El espejo, el offside y la resistencia de escribir : Epílogo

No escribo para enseñar.

Escribo para calmar. Para ordenar lo que me desordena, para que los pensamientos no me persigan tanto, para que las preguntas no se pudran en silencio.

Siempre he sido introvertido. No por timidez, sino porque mi mundo interior siempre ha sido tan intenso que a veces no me cabe en el cuerpo. Vivo cuestionándome: lo que pienso, lo que hago, lo que soy. Y aunque muchas veces me siento fuera de lugar —como en un permanente offside de esta era moderna—, no puedo dejar de observar y pensar en cómo me gustaría que fueran las cosas: más justas, más útiles, menos superficiales.

Amo la tecnología. La admiro, la entiendo. Pero lo analógico me salva. Me recuerda que soy humano: escribir a mano, caminar sin destino, conversar sin apuro. En un mundo de pantallas, esa lentitud es mi refugio.

Siento que muchas de mis ideas no son masivas. Que lo que pienso lo comparten solo pequeños grupos. A veces creí que todos veían el mundo más o menos igual, pero la realidad me mostró otra cosa. Y aún así, no me quedo callado. Porque escribir no ha sido un hobby ni una simple costumbre: ha sido una forma de sobrevivir.

Escribir siempre fue un acto de resistencia.
En tiempos donde no tenía recursos, herramientas ni plataformas… tenía palabras. Ideas. Sentimientos.
Fueron años de escribir en papeles que se perdían, en cuadernos que no terminaba, en rincones donde solo yo sabía lo que estaba pasando. Pero cada trazo fue abonando este terreno donde hoy, por fin, puedo expresarme con claridad. Con la valentía de mostrarme vulnerable.

Y eso, en este mundo que todo lo convierte en competencia o moneda de cambio, es un acto profundamente rebelde. Porque la vulnerabilidad es un gesto de coraje, no de debilidad.
Hoy sé que escribir no solo me salvó. Me reveló. Me dio forma.

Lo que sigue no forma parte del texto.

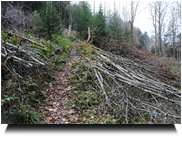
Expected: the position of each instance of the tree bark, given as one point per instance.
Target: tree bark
(3, 11)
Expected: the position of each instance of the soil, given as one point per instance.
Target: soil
(58, 97)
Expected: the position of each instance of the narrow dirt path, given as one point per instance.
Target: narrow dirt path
(58, 97)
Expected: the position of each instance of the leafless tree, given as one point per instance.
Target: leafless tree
(133, 6)
(153, 11)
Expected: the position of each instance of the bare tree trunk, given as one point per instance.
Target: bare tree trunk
(3, 11)
(94, 7)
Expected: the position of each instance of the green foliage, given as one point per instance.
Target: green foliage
(49, 21)
(81, 17)
(114, 26)
(153, 49)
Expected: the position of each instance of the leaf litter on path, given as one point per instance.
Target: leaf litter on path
(59, 97)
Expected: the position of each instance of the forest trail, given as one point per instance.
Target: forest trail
(58, 97)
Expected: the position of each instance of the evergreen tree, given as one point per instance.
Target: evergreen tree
(99, 21)
(81, 16)
(48, 21)
(114, 26)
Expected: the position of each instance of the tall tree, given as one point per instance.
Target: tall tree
(161, 11)
(114, 26)
(81, 16)
(153, 10)
(49, 20)
(133, 11)
(4, 5)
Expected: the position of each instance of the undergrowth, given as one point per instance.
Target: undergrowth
(21, 99)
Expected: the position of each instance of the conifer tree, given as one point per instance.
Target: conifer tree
(114, 26)
(81, 16)
(100, 23)
(48, 21)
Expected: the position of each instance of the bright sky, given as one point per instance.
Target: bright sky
(143, 18)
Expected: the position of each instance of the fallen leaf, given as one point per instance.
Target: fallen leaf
(83, 118)
(64, 119)
(51, 109)
(49, 118)
(44, 112)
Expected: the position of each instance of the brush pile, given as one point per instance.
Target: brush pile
(133, 90)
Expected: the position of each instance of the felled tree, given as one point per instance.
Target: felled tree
(48, 21)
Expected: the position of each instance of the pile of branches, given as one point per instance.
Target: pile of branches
(132, 92)
(15, 57)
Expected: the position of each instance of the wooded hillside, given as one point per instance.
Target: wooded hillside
(63, 63)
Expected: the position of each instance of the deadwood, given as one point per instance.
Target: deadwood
(131, 85)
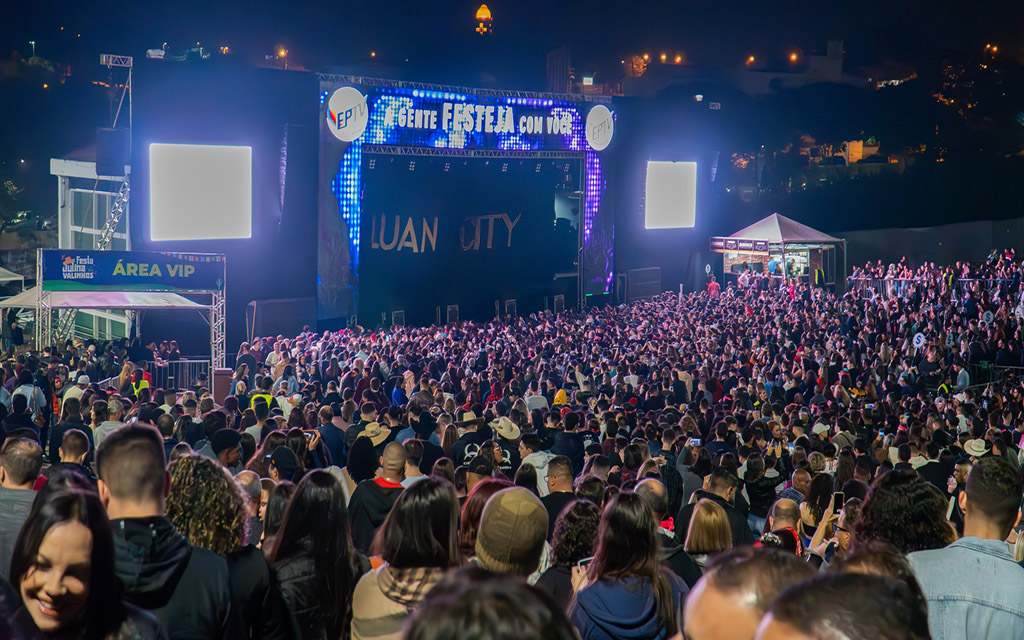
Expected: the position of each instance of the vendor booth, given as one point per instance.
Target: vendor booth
(779, 247)
(72, 280)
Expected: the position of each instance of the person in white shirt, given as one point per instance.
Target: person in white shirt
(107, 418)
(273, 356)
(76, 391)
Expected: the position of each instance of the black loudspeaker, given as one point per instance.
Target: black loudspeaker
(112, 152)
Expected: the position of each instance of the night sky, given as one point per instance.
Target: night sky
(437, 38)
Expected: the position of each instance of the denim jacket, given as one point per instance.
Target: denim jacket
(975, 590)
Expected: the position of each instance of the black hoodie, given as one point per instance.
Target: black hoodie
(368, 509)
(186, 588)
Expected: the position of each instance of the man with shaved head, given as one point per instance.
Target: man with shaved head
(20, 462)
(801, 484)
(185, 587)
(784, 513)
(846, 606)
(730, 599)
(372, 500)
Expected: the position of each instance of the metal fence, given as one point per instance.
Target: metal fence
(889, 288)
(178, 375)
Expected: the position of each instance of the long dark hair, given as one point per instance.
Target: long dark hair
(905, 511)
(103, 611)
(316, 521)
(422, 527)
(628, 547)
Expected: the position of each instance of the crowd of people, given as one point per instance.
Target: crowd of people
(766, 462)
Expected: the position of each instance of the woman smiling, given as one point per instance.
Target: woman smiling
(62, 569)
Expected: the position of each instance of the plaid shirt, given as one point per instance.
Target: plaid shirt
(408, 586)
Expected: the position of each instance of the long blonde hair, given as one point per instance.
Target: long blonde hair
(709, 530)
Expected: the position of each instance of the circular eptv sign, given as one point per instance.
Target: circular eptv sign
(600, 126)
(347, 114)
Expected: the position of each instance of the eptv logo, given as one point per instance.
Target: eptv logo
(347, 114)
(600, 127)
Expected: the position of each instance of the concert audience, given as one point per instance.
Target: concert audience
(869, 442)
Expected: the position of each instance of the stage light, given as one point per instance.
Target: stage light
(200, 192)
(671, 195)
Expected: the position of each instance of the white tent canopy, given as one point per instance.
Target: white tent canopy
(139, 300)
(777, 228)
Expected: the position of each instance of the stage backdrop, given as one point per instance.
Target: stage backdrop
(365, 121)
(439, 231)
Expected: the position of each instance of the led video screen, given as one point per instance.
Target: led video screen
(200, 192)
(671, 195)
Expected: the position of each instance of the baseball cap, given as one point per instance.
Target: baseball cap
(285, 460)
(480, 466)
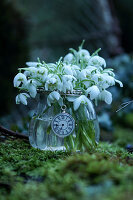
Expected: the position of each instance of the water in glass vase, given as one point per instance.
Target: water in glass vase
(41, 135)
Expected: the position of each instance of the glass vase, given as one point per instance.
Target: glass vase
(85, 135)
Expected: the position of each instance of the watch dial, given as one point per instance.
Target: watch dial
(63, 124)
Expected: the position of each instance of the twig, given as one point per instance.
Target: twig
(15, 134)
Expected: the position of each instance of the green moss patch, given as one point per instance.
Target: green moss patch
(28, 173)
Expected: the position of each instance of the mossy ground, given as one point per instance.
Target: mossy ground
(105, 173)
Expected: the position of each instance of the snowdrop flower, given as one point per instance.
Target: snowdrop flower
(32, 64)
(22, 98)
(93, 91)
(68, 83)
(18, 79)
(42, 73)
(32, 88)
(87, 58)
(54, 96)
(83, 53)
(75, 70)
(53, 82)
(97, 61)
(67, 69)
(68, 58)
(105, 96)
(82, 100)
(91, 68)
(120, 83)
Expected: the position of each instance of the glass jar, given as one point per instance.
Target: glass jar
(85, 135)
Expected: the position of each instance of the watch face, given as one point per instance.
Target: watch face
(63, 124)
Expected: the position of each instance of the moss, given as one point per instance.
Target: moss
(28, 173)
(122, 136)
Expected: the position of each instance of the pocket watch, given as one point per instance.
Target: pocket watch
(63, 124)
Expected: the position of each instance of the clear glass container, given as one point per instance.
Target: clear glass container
(84, 136)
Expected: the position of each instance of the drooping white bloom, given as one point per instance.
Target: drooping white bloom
(97, 61)
(67, 69)
(68, 83)
(53, 82)
(82, 100)
(93, 91)
(32, 88)
(32, 64)
(87, 58)
(68, 58)
(105, 96)
(18, 79)
(120, 83)
(54, 96)
(83, 53)
(75, 69)
(22, 98)
(78, 71)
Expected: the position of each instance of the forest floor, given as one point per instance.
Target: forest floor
(105, 173)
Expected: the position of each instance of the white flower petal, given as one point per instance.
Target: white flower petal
(120, 83)
(18, 79)
(97, 61)
(32, 91)
(106, 96)
(68, 58)
(23, 99)
(32, 64)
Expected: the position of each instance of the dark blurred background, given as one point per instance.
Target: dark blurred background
(47, 29)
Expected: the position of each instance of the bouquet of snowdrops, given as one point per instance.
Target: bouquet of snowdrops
(77, 71)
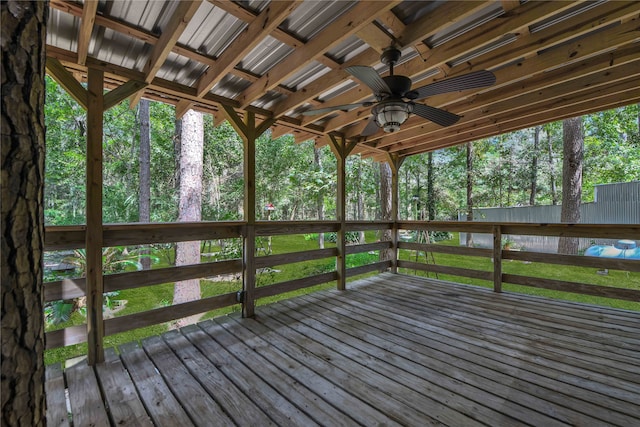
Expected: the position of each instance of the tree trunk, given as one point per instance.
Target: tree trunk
(320, 196)
(534, 166)
(144, 198)
(385, 206)
(431, 198)
(469, 241)
(359, 201)
(23, 138)
(552, 170)
(191, 154)
(573, 150)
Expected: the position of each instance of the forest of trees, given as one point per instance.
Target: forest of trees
(515, 169)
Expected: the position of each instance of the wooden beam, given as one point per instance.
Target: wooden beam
(235, 121)
(146, 36)
(341, 149)
(89, 10)
(67, 81)
(94, 238)
(430, 25)
(547, 61)
(261, 26)
(549, 114)
(249, 252)
(447, 14)
(336, 32)
(395, 162)
(119, 94)
(513, 23)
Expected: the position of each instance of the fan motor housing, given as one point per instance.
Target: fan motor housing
(399, 85)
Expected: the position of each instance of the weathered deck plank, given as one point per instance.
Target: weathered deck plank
(391, 350)
(56, 400)
(87, 406)
(162, 406)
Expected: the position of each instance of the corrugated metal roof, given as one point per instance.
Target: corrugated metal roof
(126, 32)
(211, 30)
(308, 20)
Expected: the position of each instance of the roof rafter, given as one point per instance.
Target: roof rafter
(169, 37)
(89, 11)
(372, 57)
(260, 27)
(547, 59)
(333, 34)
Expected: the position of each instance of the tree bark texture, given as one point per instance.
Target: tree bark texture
(431, 197)
(573, 151)
(191, 155)
(534, 165)
(385, 206)
(469, 242)
(23, 137)
(320, 197)
(144, 157)
(552, 170)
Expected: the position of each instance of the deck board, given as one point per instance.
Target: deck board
(391, 350)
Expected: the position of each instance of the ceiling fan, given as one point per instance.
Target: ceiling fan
(395, 99)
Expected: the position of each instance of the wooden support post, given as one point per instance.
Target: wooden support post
(249, 132)
(249, 252)
(341, 150)
(395, 162)
(93, 243)
(497, 258)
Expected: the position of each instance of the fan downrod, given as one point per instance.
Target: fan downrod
(390, 56)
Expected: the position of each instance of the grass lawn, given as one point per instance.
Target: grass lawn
(151, 297)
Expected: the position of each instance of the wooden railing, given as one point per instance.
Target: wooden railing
(498, 254)
(73, 237)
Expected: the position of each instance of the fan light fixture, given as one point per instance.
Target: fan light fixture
(390, 115)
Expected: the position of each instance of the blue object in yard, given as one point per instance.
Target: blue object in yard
(626, 249)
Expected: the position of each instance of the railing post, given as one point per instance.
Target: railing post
(341, 150)
(497, 258)
(94, 238)
(249, 131)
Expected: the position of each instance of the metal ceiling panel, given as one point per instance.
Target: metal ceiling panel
(62, 30)
(313, 16)
(230, 86)
(306, 75)
(265, 56)
(123, 51)
(211, 30)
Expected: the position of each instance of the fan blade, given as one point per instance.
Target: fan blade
(468, 81)
(370, 128)
(436, 115)
(344, 107)
(370, 77)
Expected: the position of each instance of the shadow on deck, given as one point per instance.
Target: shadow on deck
(392, 350)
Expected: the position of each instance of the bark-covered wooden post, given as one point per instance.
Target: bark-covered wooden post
(23, 135)
(249, 132)
(394, 162)
(93, 244)
(497, 258)
(341, 150)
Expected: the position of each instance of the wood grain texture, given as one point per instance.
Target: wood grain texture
(392, 350)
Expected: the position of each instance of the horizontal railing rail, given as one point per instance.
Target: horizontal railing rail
(127, 235)
(498, 254)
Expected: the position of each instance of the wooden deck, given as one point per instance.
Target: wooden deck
(392, 350)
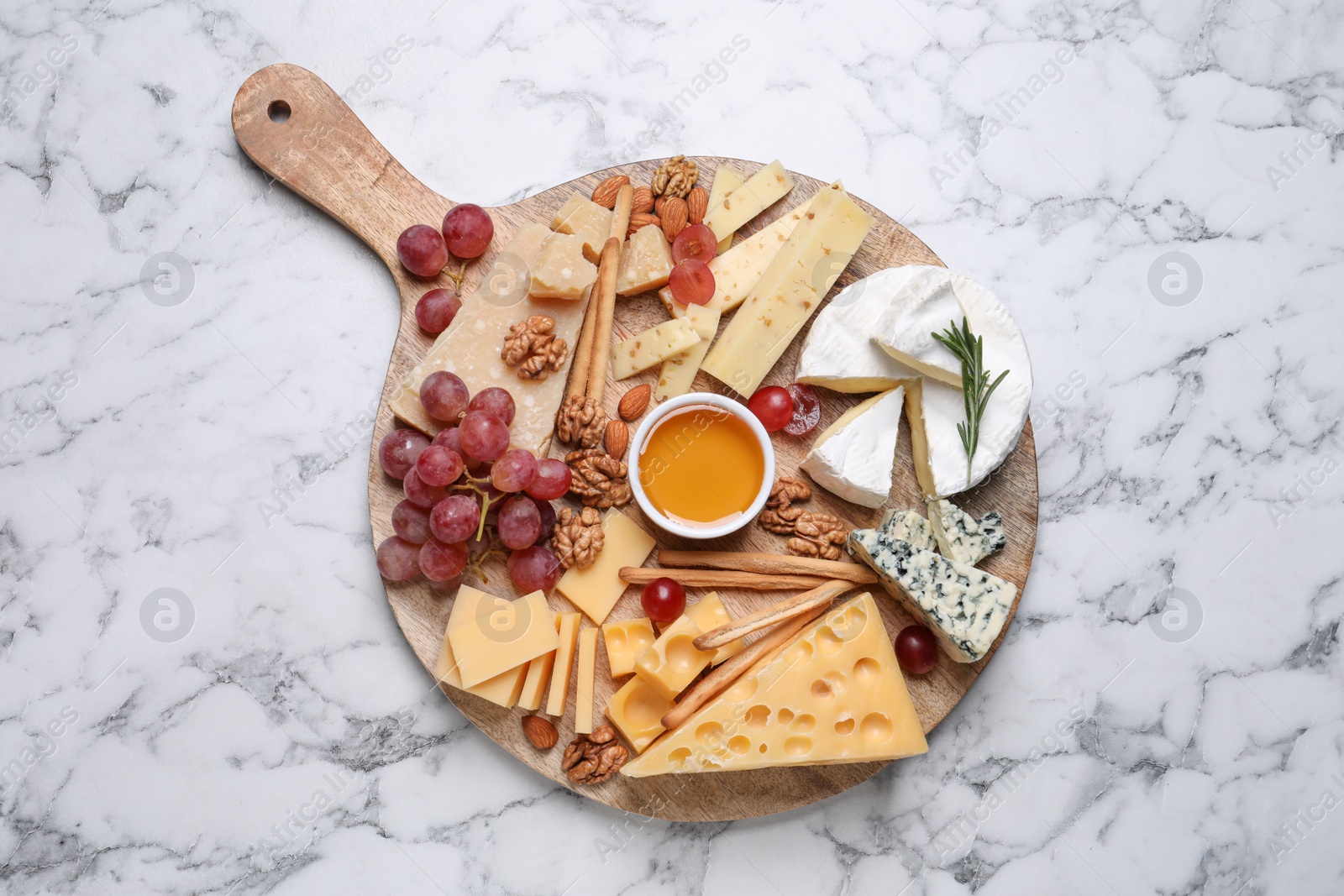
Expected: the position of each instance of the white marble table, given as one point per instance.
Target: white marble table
(281, 738)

En este proceso compartido —curiosamente a través de una inteligencia artificial—, me he visto reflejado como nunca antes. No por lo que me dice una máquina, sino por lo que me devuelve de mí mismo. Como si al poner mis palabras en otro ritmo, en otra voz, tomaran peso. Se volvieran reales. Más sinceras. Más dolorosas… y, por lo mismo, más necesarias.

Siento que mirando lo que siento, escrito desde afuera, finalmente pude sentirlo con más verdad.
Y valorarlo.

Como un espejo que no solo refleja, sino que devuelve presencia.
Como si la IA, usada con intención humana, pudiera ser un puente, no una barrera. Un acompañante silencioso de este camino lleno de pensamientos que por años no encontraron forma ni lugar.


Hoy me siento como un mamut saliendo de la era del hielo.
He pasado años endureciéndome para no quebrarme.
Forjando una tenacidad a fuego lento, construida sobre heridas. Aprendí a ser más calculador, más frío, menos expuesto… para poder resistir. Pero algo ha comenzado a derretirse.
Las emociones que guardé tan profundamente han comenzado a brotar, y no siempre sé qué hacer con ellas.

Pero sigo escribiendo. Porque si no las escribo, me ahogan.
Porque si no las comparto, me disuelvo.

Y aunque lo que escribo no sea viral ni masivo, aunque lo lean solo unos pocos…
es real.
Y yo también lo soy.

Epílogo: una obra en marcha

De tanto escribir lo que siento, he llegado realmente a sentirlo.
Y al sentirlo, comencé a valorarlo.

Este proceso ha sido una sanación lenta. Una conversación a través del tiempo y del lenguaje. Un intento de vivir con más conciencia en un mundo que muchas veces premia la distracción y la indiferencia.

Aquí estoy, entonces. No solo sobreviviendo.
Si no construyendo con palabras un refugio donde ser.